Where did the idea for blockchain came from?


A bit of history

The Blockchain concept was first presented in 2008 by a person introducing himself as Satoshi Nakamoto (there were many attempts to reach this person and it turned out that in fact he does not exist, it is suspected that a group of people may be behind this nickname) in response to the crisis caused   by financial institutions and the loss of confidence in these institutions. The concept has been described and made available on the Internet:

The main purpose of blockchain platforms was to record changes in ownership rights without intermediaries such as financial institutions. At the beginning, this concerned only the crypto-currencies, currently Blockchain can be used to a much wider extent.

The current model of updating changes in ownership rights was based on intermediaries and central management of the property.

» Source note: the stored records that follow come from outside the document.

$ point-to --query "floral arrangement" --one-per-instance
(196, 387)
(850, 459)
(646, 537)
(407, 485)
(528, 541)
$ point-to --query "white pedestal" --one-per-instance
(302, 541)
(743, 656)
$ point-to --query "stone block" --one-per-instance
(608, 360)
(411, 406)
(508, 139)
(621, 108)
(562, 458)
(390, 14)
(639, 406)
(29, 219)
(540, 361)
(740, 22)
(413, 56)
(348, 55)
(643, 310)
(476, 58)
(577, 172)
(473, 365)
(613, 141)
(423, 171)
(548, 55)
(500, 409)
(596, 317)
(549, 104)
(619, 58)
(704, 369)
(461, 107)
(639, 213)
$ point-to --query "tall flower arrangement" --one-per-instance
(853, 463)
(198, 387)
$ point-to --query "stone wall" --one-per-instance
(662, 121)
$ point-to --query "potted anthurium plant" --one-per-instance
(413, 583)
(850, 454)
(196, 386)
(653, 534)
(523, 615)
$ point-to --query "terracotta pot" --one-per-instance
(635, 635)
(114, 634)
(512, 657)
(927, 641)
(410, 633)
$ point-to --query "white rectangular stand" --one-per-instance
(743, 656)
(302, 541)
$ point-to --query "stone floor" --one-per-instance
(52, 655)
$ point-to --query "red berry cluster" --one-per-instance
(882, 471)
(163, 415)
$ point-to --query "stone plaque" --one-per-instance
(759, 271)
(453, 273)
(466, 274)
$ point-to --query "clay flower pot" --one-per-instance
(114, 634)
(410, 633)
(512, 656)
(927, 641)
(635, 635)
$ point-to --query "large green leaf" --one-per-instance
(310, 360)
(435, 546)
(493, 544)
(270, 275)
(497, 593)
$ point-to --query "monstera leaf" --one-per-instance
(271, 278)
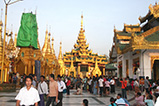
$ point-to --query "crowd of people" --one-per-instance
(50, 90)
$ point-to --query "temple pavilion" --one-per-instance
(22, 59)
(136, 47)
(81, 61)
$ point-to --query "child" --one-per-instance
(149, 100)
(85, 102)
(112, 100)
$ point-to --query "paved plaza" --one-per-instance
(7, 99)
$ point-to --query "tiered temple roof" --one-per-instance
(137, 37)
(83, 56)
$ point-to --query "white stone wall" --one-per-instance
(144, 60)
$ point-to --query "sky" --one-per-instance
(63, 18)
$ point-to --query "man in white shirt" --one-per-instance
(101, 85)
(27, 96)
(43, 90)
(61, 87)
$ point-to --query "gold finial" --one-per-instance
(49, 34)
(46, 28)
(1, 13)
(60, 53)
(1, 24)
(52, 38)
(82, 20)
(36, 11)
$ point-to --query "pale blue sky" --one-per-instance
(63, 16)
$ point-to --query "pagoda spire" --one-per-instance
(82, 21)
(60, 52)
(81, 45)
(45, 42)
(15, 40)
(1, 40)
(52, 47)
(72, 62)
(48, 50)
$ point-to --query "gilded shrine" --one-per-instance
(82, 61)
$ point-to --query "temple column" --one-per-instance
(103, 70)
(26, 69)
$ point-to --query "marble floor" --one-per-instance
(7, 99)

What is it actually about?

Let’s assume that we want to buy shares of a company. To do this, we need a few intermediaries: the bank allows payment for shares, the brokerage house will execute the order and the stock exchange will ensure its implementation. In such a simple scenario, we have 3 agents. Everyone charges a commission for such a transaction. We could make such a transaction into a Blockchains with no intermediaries, and at the same time with undeniable proof of ownership rights.

What is important in the blockchain concept is avoiding the creation of centralized solutions.


What is centralization?

If we look at a bank, for example, we will notice that each bank has its own IT system. Each account owner connects to this system if he wants to perform operations on his account. Of course, banks have many central systems, but the transaction system is the main one. This solution means that we have an institution that manages our funds. It is up to this institution whether and when we can use our own resources. If there is a failure of such a central system, we automatically do not have access to our funds. If the regulator (e.g. the State) introduces limits on withdrawals, also our own money is blocked and not available to us.

The solution to this problem is distributed software operating in the Peer to Peer (P2P) model. This means that we have many software nodes exchanging information, without the central point where all the transactions go to. Failure of one of the nodes does not affect the operation of the entire platform.

The concept of “double spending” was addressed in the blockchain concept.


What is double spending?

I will try to explain this on a very simplified example. Let’s assume that while having an account balance in the amount of X, I can make transfers from this account, for an amount exceeding X, if such an operation is successful, I have just caused double spending. Of course, this is a maximally simplified description of the problem. Double spending may occur as a result of a human error, an error in the information system or may be aimed at deliberate extortion of funds. Distributed systems are particularly vulnerable to the occurrence of such situations, because transactions are initiated on many nodes at the same time.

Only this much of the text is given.